Perhaps the strongest racism Fujita experienced came in the form of his personal life. Fujita was in love with a white journalist named Florence Carr, but they chose not to marry until decades later. The two never had kids, fearing the injustice that may be inflicted on a biracial child.
Lee still struggles to reconcile with the two sides of Fujita. On the one hand, he was an engineer, a mathematician and a workhorse in his photography. On the other hand, he was “this deep soul who was looking for poetry, for these small little tanka poems that speak with a deep voice that bloom and grow the more you read them.”

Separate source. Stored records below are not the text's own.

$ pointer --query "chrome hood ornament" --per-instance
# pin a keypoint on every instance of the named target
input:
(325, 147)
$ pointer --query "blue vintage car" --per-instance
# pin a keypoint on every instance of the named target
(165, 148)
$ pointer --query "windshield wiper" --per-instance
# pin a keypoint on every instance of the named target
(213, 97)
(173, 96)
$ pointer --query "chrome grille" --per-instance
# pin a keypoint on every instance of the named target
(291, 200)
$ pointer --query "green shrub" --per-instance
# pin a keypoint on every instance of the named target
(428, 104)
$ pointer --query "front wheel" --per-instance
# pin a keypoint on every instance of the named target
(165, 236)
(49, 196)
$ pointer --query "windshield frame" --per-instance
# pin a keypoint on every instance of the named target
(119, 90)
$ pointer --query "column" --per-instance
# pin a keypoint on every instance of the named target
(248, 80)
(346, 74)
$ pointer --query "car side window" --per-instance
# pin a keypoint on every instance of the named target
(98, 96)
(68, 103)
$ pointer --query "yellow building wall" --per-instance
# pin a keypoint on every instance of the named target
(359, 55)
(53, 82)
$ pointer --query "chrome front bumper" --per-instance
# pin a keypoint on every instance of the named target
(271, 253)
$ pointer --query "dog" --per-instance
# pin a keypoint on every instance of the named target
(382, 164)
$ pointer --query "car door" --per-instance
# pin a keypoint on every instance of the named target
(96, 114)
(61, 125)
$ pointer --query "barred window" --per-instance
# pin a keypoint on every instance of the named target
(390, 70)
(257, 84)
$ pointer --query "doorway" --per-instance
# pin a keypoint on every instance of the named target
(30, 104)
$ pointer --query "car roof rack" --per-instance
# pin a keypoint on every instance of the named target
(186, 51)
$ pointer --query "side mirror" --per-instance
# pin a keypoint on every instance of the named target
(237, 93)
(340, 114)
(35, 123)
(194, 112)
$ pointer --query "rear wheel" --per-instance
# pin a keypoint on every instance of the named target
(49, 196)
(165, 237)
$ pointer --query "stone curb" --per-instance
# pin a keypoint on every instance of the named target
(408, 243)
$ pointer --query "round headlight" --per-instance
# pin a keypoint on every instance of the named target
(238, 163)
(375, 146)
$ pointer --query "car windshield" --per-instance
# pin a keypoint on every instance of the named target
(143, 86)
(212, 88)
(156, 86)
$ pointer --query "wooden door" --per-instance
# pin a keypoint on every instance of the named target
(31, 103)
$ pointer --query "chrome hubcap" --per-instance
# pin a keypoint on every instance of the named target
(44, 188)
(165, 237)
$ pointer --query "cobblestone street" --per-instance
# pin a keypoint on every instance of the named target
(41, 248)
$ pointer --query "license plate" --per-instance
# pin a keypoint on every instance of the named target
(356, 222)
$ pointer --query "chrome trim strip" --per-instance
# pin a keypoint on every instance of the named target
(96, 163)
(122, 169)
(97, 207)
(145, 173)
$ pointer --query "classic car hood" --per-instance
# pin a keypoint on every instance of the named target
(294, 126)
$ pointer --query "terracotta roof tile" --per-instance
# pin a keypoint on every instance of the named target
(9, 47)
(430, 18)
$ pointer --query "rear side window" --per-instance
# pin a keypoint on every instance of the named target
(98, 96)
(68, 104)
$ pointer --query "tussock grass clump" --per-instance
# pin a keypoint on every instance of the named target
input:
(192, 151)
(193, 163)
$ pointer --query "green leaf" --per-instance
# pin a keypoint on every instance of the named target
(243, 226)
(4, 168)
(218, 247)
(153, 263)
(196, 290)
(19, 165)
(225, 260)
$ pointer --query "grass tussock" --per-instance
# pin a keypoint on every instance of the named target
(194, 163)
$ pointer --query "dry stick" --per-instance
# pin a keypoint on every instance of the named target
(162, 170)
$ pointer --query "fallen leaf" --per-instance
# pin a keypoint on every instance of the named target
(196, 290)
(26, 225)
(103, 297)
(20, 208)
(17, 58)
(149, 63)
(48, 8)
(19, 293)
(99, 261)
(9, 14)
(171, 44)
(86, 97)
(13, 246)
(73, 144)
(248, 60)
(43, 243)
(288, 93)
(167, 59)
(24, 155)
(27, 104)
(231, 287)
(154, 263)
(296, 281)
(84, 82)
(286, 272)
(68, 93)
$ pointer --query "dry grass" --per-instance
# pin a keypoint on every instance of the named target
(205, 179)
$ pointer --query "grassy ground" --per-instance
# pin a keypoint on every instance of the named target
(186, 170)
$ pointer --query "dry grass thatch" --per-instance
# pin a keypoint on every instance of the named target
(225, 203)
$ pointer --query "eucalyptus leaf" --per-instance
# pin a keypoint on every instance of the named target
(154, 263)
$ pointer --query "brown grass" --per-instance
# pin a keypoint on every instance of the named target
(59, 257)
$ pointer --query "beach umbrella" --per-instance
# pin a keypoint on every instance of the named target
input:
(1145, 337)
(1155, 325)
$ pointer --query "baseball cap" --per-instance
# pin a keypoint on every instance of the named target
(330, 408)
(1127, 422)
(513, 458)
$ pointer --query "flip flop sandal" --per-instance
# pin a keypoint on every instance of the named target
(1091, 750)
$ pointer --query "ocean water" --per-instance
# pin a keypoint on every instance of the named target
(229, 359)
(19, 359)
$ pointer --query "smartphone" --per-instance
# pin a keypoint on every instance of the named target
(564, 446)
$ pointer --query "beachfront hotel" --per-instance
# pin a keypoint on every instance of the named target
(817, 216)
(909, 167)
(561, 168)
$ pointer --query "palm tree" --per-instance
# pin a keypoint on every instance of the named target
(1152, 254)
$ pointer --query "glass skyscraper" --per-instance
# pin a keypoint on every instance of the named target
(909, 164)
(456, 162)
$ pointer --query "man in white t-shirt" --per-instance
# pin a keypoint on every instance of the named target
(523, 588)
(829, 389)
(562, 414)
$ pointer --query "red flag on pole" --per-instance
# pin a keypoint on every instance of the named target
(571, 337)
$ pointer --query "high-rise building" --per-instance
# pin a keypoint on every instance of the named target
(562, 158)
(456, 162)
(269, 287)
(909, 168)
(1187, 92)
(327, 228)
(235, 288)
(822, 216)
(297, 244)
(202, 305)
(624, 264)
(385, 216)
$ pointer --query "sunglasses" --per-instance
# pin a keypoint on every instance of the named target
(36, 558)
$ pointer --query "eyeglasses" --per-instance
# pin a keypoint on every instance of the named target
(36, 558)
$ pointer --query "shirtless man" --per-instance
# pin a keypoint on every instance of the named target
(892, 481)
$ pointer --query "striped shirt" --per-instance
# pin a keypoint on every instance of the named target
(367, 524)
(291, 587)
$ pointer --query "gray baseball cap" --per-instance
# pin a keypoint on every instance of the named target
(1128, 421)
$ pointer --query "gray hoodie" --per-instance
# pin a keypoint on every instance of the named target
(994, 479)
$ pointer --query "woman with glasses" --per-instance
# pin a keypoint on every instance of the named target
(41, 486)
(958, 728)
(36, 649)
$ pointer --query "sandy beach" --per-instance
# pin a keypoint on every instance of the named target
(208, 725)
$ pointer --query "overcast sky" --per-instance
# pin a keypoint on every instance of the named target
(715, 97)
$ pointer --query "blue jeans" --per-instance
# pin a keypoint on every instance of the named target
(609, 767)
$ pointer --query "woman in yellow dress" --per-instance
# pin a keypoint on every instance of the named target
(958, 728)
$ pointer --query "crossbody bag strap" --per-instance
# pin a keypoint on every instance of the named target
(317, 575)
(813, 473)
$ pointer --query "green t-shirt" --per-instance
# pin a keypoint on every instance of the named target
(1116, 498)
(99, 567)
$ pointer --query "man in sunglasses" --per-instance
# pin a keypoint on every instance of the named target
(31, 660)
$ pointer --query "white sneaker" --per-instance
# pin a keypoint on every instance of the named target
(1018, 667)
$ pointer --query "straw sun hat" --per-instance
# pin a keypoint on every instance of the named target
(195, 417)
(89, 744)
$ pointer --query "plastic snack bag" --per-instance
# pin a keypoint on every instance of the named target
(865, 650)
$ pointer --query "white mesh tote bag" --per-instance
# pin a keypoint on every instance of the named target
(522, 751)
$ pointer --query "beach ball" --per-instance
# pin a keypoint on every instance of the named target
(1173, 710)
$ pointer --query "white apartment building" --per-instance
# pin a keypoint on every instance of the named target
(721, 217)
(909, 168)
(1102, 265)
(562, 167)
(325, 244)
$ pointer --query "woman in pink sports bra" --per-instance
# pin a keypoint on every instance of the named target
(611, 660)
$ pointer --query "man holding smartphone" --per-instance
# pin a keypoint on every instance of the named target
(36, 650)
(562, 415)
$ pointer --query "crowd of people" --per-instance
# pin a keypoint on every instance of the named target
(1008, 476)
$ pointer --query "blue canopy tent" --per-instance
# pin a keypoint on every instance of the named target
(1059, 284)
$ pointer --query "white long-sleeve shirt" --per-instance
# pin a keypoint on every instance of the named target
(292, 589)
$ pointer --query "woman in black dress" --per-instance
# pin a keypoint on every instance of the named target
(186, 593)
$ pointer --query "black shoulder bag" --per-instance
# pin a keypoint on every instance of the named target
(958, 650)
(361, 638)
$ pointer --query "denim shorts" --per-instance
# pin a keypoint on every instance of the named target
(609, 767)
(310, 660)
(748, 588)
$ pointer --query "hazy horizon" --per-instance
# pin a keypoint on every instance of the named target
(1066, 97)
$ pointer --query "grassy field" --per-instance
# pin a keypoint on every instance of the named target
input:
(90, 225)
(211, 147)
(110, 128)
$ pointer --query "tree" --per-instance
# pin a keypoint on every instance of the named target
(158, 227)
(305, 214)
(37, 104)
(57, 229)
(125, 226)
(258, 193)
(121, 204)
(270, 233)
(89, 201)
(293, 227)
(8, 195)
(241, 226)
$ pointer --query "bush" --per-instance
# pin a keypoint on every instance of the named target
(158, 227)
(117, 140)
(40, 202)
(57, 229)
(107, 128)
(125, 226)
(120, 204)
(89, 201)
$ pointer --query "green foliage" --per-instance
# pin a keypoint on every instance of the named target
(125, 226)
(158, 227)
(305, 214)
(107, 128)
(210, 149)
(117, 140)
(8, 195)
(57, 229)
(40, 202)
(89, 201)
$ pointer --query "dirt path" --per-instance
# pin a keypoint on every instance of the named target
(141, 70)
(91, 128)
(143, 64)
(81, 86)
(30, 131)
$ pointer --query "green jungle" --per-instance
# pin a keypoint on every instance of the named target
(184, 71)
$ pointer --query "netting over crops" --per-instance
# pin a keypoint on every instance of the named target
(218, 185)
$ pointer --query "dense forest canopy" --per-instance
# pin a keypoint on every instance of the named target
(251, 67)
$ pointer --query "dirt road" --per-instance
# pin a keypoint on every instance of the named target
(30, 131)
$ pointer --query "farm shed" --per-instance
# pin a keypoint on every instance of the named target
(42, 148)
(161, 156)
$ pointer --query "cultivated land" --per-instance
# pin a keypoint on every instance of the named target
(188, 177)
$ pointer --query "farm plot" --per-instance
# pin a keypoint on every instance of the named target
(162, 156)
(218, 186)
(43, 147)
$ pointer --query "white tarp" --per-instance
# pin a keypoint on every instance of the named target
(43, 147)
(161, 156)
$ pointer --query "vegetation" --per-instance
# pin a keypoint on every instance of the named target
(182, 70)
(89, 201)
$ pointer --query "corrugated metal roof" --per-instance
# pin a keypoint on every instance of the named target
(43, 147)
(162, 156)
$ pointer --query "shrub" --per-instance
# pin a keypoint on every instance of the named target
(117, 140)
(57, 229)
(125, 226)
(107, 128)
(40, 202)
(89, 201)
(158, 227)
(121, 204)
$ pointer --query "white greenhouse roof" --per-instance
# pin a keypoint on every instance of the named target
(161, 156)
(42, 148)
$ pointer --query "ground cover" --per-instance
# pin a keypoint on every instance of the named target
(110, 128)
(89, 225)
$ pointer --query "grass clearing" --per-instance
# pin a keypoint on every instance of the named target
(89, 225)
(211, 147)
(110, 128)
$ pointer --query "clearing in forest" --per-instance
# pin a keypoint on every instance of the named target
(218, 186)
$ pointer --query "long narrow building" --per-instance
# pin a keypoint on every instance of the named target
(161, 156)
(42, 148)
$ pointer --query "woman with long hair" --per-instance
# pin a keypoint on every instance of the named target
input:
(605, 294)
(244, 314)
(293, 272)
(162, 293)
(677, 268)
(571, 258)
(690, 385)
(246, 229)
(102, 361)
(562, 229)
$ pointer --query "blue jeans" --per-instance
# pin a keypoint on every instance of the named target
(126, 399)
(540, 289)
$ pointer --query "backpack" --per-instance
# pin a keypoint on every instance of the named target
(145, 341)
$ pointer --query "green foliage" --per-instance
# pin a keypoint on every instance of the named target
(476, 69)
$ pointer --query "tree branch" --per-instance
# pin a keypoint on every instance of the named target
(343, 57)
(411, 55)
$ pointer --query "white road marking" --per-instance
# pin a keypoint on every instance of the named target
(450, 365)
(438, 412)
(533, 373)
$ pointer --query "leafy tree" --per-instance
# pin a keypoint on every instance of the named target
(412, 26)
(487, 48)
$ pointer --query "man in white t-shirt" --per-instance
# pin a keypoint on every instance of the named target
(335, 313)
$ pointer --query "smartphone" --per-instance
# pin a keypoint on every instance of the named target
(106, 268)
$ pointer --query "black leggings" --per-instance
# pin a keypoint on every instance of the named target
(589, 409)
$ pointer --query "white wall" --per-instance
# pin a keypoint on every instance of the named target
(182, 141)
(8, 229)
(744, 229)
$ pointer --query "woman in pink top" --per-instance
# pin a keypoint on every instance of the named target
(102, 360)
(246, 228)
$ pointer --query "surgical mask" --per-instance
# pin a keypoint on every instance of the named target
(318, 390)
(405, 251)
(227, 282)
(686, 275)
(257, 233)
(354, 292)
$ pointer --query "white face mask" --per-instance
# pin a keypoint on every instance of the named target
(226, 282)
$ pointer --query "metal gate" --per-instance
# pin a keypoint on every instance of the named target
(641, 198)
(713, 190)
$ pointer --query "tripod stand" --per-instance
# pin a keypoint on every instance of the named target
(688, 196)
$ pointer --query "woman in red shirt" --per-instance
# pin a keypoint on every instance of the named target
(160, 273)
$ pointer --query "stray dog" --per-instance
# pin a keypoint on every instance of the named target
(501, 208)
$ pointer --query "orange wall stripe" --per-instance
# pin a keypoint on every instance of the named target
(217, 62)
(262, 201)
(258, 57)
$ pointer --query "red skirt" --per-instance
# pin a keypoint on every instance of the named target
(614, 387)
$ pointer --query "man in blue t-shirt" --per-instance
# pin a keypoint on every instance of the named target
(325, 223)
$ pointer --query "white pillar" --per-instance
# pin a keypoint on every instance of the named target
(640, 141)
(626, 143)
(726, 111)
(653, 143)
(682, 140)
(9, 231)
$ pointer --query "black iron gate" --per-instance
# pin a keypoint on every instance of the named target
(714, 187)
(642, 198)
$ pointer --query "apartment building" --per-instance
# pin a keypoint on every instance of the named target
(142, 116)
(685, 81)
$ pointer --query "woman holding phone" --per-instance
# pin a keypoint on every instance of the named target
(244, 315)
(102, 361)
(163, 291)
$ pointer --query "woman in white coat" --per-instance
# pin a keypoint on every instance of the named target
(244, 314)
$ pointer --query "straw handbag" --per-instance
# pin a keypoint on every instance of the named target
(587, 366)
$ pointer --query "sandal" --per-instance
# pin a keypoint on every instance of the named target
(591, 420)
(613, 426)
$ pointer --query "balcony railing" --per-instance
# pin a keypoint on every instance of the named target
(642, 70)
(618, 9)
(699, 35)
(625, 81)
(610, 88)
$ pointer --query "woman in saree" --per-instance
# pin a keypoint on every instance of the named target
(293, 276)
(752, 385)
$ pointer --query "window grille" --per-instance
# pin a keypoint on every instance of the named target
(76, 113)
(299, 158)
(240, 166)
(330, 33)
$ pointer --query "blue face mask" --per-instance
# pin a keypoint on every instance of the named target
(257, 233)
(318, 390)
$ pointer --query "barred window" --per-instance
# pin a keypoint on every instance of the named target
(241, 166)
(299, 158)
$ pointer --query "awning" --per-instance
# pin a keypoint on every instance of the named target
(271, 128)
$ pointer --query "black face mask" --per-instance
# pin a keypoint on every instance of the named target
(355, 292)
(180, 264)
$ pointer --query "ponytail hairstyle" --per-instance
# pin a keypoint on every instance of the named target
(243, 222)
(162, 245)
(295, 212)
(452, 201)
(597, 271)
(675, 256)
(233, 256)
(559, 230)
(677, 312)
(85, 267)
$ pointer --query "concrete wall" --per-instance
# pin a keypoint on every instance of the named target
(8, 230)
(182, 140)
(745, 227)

“I think in one sense there’s a little bit of sorrow and heartbreak because when you look at it, there’s really these tragic events that he captured,” such as the sinking of the SS Eastland in the Chicago River and the 1919 Race Riots. “All those things just cut him to the quick. Those were heartbreaking events to capture and it was his job to be there and capture that. Obviously it was just heartbreaking for him, and maybe that fueled his need to resolve that through his poetry.”
On February 1, about 30 people gathered at the Japanese American Service Committee in Chicago to celebrate the launch of the “Jun Fujita: Oblivion” catalog, as well as to hear from a panel of Fujita scholars like Lee, journalist Takako Day, DePaul University professor Nobuko Chikamatsu, as well as Litwin and Sasaki.
Chikamatsu found this gathering of different people interested in studying Fujita to be incredibly helpful. “We can bring each of our strengths and knowledge together so we can find out more, and that’s wonderful,” said Chikamatsu.
After studying Fujita, Chikamatsu believes he represents something hopeful for first-generation immigrants. “I think for many of us, there’s this experience of being kind of a misfit in our own native community,” she said. “But [I] was given the opportunity to study and graduate here, and I can never thank enough for that. That’s why I’m teaching now at DePaul.”
“I think we are misfit[s], but the U.S. kind of saved us and gave us opportunity and I think Jun was somebody like that,” said Chikamatsu. “He really broke this stereotype of what Asian-American could be.”
The catalog launch was full of celebrations and discussions of Fujita’s life, as well as new discoveries from the convergence of different experts. For instance, Lee says that Fujita always claimed to be the descendant of a samurai family. As a Japanese-American, Sasaki said his family also had this personal legend. Once Day heard about this, she took a look at Fujita’s birth certificate and confirmed to the two of them that he absolutely was not a samurai. According to Lee, it’s unclear why this myth was perpetuated or if Fujita himself even played up the stereotype. But for some reason he allowed the legend of the “Samurai Fujita” to persist.
Fujita was a man of contradictions. He destroyed the perception of what a Japanese-American was and wasn’t able to accomplish — and he was punished for it with discrimination rooted in fear. He was famous for his photography, yet shunned it in favor of poetry. He was beloved by his adopted city but eyed with suspicion by his adopted country.
Widespread knowledge of Fujita may have faded from history, but the memory of him remains in those attracted to the magnetism of the man who shot Capone.
The Poetry Foundation recently published a catalog entitled “Jun Fujita: Oblivion” featuring works shown in the 2017 exhibition.